I find the idea of self-hosting to be really appealing, but at the same time I find it to be incredibly scary. This is not because I lack the technical expertise, but because I have gotten the impression that everyone on the Internet would immediately try to hack into it to make it join their bot net. As a result, I would have to be constantly vigilant against this, yet one of the numerous assailants would only have to succeed once. Dealing with this constant threat seems like it would be frightening enough as a full-time job, but this would only be a hobby project for me.

How do the self-hosters on Lemmy avoid becoming one with the botnet?

  • ShortN0te@lemmy.mlEnglish
    25·
    13 hours ago

    The ‘immediate attacks’ ppl mention is just static background noise. Server / scripts that run trying to find misconfigured, highly out to date or exploitable endpoints/servers/software.

    Once you update your software, set up basic brute force protection and maybe regional blocking, you do not have to worry about this kind of attack.

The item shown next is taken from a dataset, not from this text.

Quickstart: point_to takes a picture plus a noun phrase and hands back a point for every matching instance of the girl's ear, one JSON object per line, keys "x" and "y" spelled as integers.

    Much more scary are so called 0-Day attacks.

    1. No one will waste an expensive exploit on you
    2. It sometimes can happen that 0-Days that get public get widly exploited and take long time to get closed like for example log4shell was. Here is work necessary to inform yourself and disable things accorsing to what is patched and what not.

    As i already said, no one will waste time on you, there are so much easier targets out there that do not follow those basic rules or actually valuable targets.

    There is obviously more that you can do, like hiding everything behind a VPN or advanced thread detections. Also choosing the kind of software you want to run is relevant.

      • cecilkorik@lemmy.caEnglish
        8·
        11 hours ago

        fail2ban mainly, but also things like scaling login delays (some sort of option often built into the software you’re running, but just as often not configured by default), or if you’re feeling particularly paranoid account locking after too many failures, and in general just not using default, predictable, common usernames or weak passwords, and honestly it’s even helped a bit by having slow hardware and throttled network bandwidth.

        The goal is to make it so that someone can’t run a script that sends 100 million login attempts per second for common or stolen usernames and passwords and your server just helpfully tries them all and obediently tells them none of those worked… until one of them does.

        Not only does this encourage them to TRY sending 100 million login attempts per second because your server isn’t refusing it, which is a huge waste of bandwidth and resources, it also makes it really likely that they’re eventually going to guess one right.